Take a look at the picture below to understand what this means.

Clear-cut in progress

“The Myth OF Rain” tells the story of a young woman with a passion for owls and the wild spirit they embody, who is working in a team of conservation workers trying to rescue the forest fauna before the world they live in is torn down.

The story is dramatic and personal but also explores key themes: the persistent dynamic of “the rich versus the rest” in which the rest of us always lose; the impotent anger and ever-present grief felt by those who can see what is being lost and how little is being done to save it; a reflection on whether climate change and its consequences are, perhaps, what we deserve.

The main character in the story knows that she can’t save everything and, in moments of despair, wonders if she can really save anything. She’s chosen to save the owl, a beautiful predator: fierce, independent, fundamentally wild. The questions she struggles with are “What do we owe it?” and “How do we respect it?”

The myth in “The Myth Of Rain” title refers to the persistent belief, despite the evidence, that there would be enough rain in California to end the drought. Clinging to this myth, she thinks, is emblematic of the mindset that makes us unwilling to do anything about climate change. You can’t fight something you choose not to believe exists.

“The Myth Of Rain” is spookily prescient. “Loose Upon The World” was published in 2015, so when I read a reference to this year, 2019, I knew it was a guess but it reads like news headlines. Here’s what I mean:

“The thing about lies is that no matter how often you tell them and how much you believe them, they’re not going to become true. “Fake it until you make it” may work for public speaking and falling in love, but it doesn’t stop climate change.

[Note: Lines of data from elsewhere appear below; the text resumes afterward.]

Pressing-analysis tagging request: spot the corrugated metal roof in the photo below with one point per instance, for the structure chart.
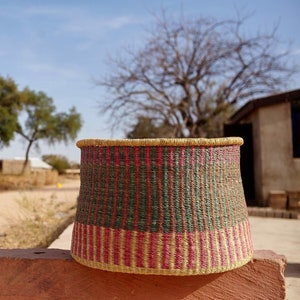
(269, 100)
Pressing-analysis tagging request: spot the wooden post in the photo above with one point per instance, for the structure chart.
(53, 274)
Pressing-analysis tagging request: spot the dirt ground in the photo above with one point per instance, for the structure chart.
(35, 217)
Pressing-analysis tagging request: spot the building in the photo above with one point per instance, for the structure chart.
(270, 156)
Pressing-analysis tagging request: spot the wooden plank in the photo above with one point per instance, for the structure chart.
(53, 274)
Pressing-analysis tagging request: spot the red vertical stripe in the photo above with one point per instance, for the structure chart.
(127, 252)
(116, 256)
(106, 246)
(166, 251)
(148, 187)
(191, 250)
(153, 251)
(137, 201)
(140, 250)
(99, 242)
(203, 253)
(179, 251)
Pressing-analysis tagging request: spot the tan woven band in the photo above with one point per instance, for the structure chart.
(162, 142)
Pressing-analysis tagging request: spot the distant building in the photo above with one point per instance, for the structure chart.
(15, 166)
(270, 156)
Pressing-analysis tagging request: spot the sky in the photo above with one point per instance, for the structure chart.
(60, 47)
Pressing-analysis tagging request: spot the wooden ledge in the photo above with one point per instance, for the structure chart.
(53, 274)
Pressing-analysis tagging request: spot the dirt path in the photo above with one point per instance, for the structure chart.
(34, 212)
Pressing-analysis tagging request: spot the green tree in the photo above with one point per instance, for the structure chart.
(58, 162)
(145, 128)
(10, 106)
(42, 122)
(190, 74)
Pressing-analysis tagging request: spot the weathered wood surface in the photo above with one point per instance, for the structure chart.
(53, 274)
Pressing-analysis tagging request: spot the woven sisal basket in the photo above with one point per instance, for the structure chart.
(161, 206)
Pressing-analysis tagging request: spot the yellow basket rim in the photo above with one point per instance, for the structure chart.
(183, 142)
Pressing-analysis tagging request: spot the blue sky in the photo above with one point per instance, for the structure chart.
(59, 47)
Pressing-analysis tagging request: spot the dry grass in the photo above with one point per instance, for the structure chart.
(42, 221)
(35, 179)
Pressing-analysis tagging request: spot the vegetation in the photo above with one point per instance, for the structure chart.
(33, 116)
(10, 106)
(58, 162)
(190, 75)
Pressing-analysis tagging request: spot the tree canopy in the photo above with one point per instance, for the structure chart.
(42, 122)
(10, 105)
(33, 116)
(190, 75)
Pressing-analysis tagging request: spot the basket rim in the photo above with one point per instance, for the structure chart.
(224, 141)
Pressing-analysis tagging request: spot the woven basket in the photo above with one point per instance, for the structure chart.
(161, 206)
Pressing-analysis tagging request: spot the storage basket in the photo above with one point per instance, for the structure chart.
(161, 206)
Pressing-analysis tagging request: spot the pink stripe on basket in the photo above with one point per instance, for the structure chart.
(90, 249)
(153, 251)
(106, 245)
(84, 242)
(127, 252)
(98, 245)
(179, 252)
(222, 250)
(213, 249)
(140, 249)
(116, 250)
(203, 253)
(192, 252)
(166, 251)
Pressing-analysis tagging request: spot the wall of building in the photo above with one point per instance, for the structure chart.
(275, 167)
(14, 167)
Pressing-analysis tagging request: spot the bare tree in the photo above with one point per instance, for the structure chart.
(191, 74)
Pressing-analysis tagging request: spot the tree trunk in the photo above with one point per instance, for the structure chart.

By 2017, it was pretty clear who the liars were, and they weren’t the scientists holding up their charts and screaming for the support of the public. By 2019, it was even clearer that we’d listened to the lies too long. The tipping point was somewhere behind us, overlooked and hence forgotten.”

I hope she’s less prescient about how the fight between the rich and the rest will go but, unless some dramatic change occurs very soon, I expect she’s correct. Here’s how she imagines the fight:

The environmentalists had lost the fight against industry and fossil fuel and men who spoke in voices that dripped money. They had failed to stop climate change in its infancy, and failed again in its childhood, and now that it was an angry adult, slamming its fists into every country in the world, there was no stopping it. They looked upon this newest fight, and knew they couldn’t win. 

Still, they fought—we fought. We used every delaying tactic in the world, and a few more that wemade up on the spot. They played dirty, and so we played dirty. And in the end, they had more money and fewer morals, and they won. They won everything.